Com a redemocratização do Brasil a partir da promulgação da Constituição de 1988, foram muitos os avanços nesse debate. Foi lá que garantimos o direito de greve, a estabilidade no emprego, a liberdade e autonomia sindical. E foi na Carta Magna que conseguimos o reconhecimento obrigatório das convenções e acordos coletivos, além do adicional de férias, licença-maternidade e paternidade, entre outras.
Agora, estamos na iminência de conquistar a mesa permanente de negociação. O presidente Lula encaminhou à Câmara dos Deputados, em abril, o projeto de lei 1893/2026, que regulamenta a Convenção 151 da Organização Internacional do Trabalho (OIT). E tem como uma das finalidades definir um mecanismo de negociação coletiva anual para os servidores públicos federais, com repercussão nos demais entes federativos.

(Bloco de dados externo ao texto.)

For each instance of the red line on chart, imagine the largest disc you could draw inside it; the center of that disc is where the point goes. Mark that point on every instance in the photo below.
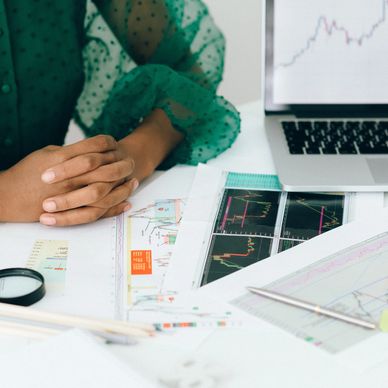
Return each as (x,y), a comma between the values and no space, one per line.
(226,213)
(245,214)
(321,220)
(330,28)
(333,265)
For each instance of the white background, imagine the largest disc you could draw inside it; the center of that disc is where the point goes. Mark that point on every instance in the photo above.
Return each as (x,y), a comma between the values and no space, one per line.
(240,20)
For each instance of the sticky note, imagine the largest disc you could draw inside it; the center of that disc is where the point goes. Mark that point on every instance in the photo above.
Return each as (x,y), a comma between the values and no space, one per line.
(141,262)
(384,321)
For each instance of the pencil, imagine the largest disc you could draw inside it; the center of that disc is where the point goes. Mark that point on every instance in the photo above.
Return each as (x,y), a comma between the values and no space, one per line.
(313,308)
(94,325)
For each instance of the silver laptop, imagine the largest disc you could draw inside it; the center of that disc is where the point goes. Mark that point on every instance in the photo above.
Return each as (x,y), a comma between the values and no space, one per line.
(326,93)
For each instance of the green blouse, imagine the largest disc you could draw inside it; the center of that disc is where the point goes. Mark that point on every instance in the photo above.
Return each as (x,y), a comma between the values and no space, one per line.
(108,64)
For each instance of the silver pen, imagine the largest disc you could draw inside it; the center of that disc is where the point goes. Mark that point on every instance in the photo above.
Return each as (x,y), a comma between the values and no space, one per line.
(312,307)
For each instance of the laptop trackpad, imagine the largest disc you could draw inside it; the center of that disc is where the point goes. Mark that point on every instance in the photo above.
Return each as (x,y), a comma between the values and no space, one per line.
(379,169)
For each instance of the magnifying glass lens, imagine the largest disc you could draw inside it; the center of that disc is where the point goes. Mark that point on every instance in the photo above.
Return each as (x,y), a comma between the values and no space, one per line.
(16,286)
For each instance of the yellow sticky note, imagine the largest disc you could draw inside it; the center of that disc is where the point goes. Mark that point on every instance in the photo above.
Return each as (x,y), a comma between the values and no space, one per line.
(384,321)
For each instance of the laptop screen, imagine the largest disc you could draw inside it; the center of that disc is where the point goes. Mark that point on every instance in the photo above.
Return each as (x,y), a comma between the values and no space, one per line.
(327,52)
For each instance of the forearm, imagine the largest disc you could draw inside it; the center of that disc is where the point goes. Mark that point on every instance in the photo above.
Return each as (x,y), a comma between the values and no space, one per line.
(151,143)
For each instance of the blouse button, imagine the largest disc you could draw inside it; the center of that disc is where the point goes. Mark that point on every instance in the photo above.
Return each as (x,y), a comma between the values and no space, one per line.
(8,142)
(5,88)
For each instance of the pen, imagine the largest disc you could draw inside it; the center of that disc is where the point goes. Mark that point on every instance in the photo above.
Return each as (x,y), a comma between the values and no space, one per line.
(312,307)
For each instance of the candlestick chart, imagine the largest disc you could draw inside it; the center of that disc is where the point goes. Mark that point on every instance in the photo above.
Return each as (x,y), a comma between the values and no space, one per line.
(252,225)
(309,214)
(250,212)
(229,254)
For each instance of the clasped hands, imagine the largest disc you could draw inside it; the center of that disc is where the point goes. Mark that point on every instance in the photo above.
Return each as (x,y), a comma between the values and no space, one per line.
(70,185)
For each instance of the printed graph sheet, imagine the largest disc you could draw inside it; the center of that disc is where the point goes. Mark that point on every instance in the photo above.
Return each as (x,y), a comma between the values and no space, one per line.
(234,220)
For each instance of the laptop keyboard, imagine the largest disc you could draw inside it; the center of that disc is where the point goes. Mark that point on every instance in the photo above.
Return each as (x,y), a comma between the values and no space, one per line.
(336,137)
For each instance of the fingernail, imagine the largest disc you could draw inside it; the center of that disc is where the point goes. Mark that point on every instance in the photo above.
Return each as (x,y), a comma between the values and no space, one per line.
(48,176)
(135,184)
(49,206)
(47,220)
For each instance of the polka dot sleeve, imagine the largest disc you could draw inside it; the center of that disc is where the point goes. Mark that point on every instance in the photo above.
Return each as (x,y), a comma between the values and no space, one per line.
(147,54)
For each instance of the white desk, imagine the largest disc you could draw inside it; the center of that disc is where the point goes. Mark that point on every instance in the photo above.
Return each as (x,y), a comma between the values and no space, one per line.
(234,355)
(237,350)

A regulamentação da negociação coletiva no setor público brasileiro é uma luta histórica que sempre esbarrou na ausência de regulamentação. Desde os anos 1990 a regulamentação da negociação coletiva tornou-se um eixo central da luta unificada das entidades representativas dos servidores públicos. Essa unidade foi crucial para enfrentar projetos que restringiam direitos e para avançar na agenda no Congresso Nacional.
Após forte mobilização, a Convenção 151 foi ratificada pelo Congresso em 2010 e promulgada em 2013, por meio do Decreto nº 7.944/2013. Em 2015, a proposta foi formalizada no Congresso como Projeto de Lei do Senado nº 397/2015, que posteriormente se tornou o PL nº 3.831/2015 na Câmara dos Deputados. O projeto foi aprovado por comissões em 2017, mas o presidente golpista Michel Temer vetou integralmente o projeto.
Finalmente o PL 1.893/2026, negociado entre governo, CUT e demais centrais sindicais e entidades representativas do funcionalismo público, foi enviado em abril deste ano pelo governo Lula ao Congresso Nacional, onde está em tramitação. Diante da pressão das centrais sindicais e das entidades representativas dos servidores públicos, o Congresso Nacional pode votar o projeto a qualquer momento. É urgente intensificar essa pressão sobre os parlamentares.
Os modelos nacional e regionais
O governo federal quer estabelecer como modelo a sistemática de negociações ocorridas desde 2023, em que foram criadas a Mesa Central, para definir as questões gerais, e as Mesas Setoriais, para tratar das pautas específicas. Mas os entes federativos terão autonomia para definir seus próprios mecanismos.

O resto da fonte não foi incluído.